Bitcoin News

The recent tumultuous price action for cryptocurrencies seems to be providing ample opportunity for popular anti-crypto bank HSBC to double down on its negative stance towards virtual currencies.

Speaking to Reuters on Monday, HSBC CEO Noel Quinn said that the bank was not interested in running a crypto trading desk or offering cryptocurrency-related investment packages to its clients.

Quinn identified volatility as a major reason for the bank’s decision despite the emerging trend of other major financial institutions announcing plans to open up crypto investment avenues for their clients.

Earlier in May, investment banking giant Wells Fargo announced plans to debut a crypto investment product for major clients.
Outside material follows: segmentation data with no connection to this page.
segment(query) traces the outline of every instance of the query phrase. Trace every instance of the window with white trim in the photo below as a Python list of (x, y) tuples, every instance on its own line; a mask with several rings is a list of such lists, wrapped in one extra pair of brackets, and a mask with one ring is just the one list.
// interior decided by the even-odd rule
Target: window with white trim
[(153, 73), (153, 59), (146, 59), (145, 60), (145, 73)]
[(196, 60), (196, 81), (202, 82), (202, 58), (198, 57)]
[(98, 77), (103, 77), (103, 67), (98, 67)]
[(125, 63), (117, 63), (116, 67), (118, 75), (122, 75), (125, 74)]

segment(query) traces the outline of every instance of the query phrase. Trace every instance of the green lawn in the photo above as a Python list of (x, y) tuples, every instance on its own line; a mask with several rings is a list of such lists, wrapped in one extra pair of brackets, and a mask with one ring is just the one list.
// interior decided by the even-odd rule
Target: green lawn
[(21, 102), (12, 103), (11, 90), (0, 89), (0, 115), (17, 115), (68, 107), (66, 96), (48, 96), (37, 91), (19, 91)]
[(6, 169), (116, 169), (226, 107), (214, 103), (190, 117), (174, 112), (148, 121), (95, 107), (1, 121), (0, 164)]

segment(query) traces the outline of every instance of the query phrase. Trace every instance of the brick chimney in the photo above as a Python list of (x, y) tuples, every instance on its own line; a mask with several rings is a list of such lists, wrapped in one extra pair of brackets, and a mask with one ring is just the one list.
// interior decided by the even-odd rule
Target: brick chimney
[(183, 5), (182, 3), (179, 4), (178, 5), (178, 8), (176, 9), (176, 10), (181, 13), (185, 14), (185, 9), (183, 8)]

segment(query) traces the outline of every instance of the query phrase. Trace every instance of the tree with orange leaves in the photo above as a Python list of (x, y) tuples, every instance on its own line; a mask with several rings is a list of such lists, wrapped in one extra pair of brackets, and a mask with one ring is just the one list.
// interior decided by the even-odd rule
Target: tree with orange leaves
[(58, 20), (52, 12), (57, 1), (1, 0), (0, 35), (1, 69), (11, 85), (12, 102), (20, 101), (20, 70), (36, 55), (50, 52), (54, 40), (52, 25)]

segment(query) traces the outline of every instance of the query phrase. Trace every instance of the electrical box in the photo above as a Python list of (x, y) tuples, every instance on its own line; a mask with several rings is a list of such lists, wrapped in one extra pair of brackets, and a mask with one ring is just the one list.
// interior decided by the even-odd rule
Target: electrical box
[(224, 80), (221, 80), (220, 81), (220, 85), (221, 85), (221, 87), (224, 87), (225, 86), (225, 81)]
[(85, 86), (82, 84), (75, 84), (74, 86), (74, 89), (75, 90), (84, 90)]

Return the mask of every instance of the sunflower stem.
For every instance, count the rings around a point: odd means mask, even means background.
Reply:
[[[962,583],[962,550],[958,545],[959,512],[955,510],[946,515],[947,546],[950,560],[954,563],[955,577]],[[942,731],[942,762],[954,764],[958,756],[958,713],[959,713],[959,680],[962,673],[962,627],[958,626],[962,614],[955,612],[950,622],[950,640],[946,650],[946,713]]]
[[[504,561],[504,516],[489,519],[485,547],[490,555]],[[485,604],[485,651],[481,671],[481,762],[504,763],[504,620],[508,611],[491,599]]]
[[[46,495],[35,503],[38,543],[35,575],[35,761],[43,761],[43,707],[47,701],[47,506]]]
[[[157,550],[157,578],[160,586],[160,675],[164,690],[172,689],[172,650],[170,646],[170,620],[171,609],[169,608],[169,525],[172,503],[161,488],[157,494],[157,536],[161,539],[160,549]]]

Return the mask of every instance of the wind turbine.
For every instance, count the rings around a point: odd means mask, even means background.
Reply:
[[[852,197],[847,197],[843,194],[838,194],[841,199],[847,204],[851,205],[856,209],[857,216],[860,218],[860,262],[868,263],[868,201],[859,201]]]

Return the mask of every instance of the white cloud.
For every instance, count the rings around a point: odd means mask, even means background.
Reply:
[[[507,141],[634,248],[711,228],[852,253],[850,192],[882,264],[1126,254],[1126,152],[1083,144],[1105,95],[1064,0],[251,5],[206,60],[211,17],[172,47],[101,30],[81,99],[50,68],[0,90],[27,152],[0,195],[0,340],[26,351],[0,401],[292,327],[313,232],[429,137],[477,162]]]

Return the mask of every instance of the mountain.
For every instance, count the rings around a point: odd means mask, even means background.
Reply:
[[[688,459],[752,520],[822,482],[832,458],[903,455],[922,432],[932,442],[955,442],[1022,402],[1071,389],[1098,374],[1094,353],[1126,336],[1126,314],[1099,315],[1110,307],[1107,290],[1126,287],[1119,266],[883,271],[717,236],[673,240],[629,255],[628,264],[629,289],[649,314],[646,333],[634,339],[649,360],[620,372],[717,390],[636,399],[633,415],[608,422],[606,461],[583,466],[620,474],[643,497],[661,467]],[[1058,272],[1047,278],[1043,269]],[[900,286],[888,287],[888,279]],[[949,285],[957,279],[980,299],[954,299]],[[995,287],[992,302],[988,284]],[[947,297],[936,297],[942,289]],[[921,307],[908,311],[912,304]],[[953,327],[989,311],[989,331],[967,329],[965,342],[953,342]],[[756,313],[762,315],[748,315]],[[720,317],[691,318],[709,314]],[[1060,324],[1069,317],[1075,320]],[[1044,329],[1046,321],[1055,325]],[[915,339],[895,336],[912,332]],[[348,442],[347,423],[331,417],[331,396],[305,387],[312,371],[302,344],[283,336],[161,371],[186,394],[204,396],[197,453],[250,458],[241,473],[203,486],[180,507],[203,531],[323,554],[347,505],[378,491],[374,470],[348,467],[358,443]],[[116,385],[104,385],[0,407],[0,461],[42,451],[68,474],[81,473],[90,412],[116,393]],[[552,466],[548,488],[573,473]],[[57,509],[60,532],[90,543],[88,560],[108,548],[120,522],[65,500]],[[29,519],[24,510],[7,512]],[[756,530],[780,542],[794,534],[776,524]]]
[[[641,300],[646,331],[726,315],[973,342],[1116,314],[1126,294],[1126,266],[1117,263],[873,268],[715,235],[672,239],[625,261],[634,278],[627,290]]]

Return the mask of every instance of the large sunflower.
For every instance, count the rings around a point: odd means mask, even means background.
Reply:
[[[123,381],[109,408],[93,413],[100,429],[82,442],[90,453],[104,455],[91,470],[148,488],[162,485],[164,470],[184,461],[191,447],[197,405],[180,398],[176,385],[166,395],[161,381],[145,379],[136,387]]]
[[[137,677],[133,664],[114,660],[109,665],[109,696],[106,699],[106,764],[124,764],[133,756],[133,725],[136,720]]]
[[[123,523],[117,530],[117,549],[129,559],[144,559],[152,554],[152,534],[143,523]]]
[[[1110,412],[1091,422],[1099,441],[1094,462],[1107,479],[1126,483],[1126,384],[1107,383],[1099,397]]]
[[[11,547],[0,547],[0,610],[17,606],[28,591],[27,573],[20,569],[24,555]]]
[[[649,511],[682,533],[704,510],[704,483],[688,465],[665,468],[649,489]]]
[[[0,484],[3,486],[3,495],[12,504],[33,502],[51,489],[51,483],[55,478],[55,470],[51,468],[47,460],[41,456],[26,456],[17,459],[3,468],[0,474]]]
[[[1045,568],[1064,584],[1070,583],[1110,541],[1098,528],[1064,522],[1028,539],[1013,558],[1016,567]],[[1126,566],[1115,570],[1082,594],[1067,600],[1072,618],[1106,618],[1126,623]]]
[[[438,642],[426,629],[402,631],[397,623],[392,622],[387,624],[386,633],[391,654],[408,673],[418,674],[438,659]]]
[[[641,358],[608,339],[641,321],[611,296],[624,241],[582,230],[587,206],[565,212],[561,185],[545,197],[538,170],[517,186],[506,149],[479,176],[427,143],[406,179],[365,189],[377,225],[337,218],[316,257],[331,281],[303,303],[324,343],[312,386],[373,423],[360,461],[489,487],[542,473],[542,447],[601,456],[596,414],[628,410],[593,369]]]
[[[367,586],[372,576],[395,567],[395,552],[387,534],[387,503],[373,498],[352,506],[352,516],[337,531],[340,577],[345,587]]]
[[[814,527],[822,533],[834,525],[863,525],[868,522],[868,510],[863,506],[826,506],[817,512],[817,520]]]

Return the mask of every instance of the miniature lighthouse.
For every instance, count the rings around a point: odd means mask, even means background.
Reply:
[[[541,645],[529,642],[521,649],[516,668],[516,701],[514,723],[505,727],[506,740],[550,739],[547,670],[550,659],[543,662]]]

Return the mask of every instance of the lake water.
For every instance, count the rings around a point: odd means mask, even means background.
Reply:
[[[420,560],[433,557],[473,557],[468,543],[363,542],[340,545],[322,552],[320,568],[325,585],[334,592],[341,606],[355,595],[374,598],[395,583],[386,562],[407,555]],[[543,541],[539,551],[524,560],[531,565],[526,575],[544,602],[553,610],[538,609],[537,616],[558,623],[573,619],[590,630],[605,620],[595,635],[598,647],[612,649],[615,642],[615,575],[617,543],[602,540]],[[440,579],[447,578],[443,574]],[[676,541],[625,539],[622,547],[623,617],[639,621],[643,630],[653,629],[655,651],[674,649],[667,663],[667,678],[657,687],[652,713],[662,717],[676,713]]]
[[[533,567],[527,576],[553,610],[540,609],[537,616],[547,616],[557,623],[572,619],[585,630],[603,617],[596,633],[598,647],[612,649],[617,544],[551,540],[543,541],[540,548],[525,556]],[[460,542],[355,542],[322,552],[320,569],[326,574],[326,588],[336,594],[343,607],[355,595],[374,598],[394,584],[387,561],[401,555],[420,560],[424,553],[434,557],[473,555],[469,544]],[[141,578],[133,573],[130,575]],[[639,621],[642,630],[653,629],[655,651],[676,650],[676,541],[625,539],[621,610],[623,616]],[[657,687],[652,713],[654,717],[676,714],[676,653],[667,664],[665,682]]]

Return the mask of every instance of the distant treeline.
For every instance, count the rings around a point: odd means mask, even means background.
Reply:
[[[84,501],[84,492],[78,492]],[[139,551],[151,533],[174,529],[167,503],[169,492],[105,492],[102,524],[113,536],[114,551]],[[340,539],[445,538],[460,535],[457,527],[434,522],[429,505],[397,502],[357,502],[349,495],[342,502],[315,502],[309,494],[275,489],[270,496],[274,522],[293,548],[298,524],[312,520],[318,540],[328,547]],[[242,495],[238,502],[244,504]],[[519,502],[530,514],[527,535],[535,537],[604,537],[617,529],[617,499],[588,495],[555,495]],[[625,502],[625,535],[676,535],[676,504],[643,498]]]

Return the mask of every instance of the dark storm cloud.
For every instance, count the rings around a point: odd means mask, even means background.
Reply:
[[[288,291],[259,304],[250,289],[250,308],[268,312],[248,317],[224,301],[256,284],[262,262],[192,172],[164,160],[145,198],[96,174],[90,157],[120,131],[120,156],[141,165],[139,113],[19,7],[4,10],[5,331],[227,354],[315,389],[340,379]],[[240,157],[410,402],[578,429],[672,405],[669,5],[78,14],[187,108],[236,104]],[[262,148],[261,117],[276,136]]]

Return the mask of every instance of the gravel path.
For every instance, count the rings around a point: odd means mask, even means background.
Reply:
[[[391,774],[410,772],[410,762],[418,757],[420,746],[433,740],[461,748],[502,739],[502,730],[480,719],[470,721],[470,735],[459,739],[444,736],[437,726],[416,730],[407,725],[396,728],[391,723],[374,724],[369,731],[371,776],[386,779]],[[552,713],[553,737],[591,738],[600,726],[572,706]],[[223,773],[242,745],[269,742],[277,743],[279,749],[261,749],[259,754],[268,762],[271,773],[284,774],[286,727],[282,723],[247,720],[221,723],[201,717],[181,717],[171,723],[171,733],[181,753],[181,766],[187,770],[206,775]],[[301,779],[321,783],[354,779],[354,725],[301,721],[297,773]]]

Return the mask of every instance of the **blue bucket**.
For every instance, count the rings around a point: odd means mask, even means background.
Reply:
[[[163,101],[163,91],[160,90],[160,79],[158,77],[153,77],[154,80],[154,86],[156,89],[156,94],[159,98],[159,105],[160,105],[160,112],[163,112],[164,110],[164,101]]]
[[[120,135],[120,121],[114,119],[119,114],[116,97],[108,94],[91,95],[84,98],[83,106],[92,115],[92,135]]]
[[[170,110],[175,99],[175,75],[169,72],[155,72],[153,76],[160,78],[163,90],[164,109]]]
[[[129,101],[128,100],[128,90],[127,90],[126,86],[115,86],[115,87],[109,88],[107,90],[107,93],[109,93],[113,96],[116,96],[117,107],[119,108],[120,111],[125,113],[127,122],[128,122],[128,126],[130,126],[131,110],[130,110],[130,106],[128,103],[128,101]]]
Also, other major U.S. banks like Morgan Stanley and Goldman Sachs are in various stages of rolling out institutional-grade Bitcoin funds for their customers.

Earlier in May, the New York Digital Investment Group partnered with fintech outfit Fidelity National Information Services to provide a framework for United States lenders to offer crypto trading services to customers.

Detailing HSBC’s reticence on Bitcoin (BTC) and crypto in general, Quinn opined:

“I view Bitcoin as more of an asset class than a payments vehicle, with very difficult questions about how to value it on the balance sheet of clients because it is so volatile.”

The HSBC CEO also took a dig at stablecoins calling into question the reputation of the issuers as well as questioning the extent to which stablecoins in circulation are backed by structured reserves.

Quinn, however, voiced support for central bank digital currencies stating that CBDCs could simplify cross-border payments.

As previously reported by Cointelegraph, HSBC has a noted history of anti-crypto sentiments with the bank blacklisting MicroStrategy stock on its online retail trading platform. At the time, HSBC revealed that the move was due to MicroStrategy’s massive Bitcoin investment drive.

Earlier in the year, the bank also reportedly blocked customers from repatriating profits from crypto exchange platforms to their HSBC accounts.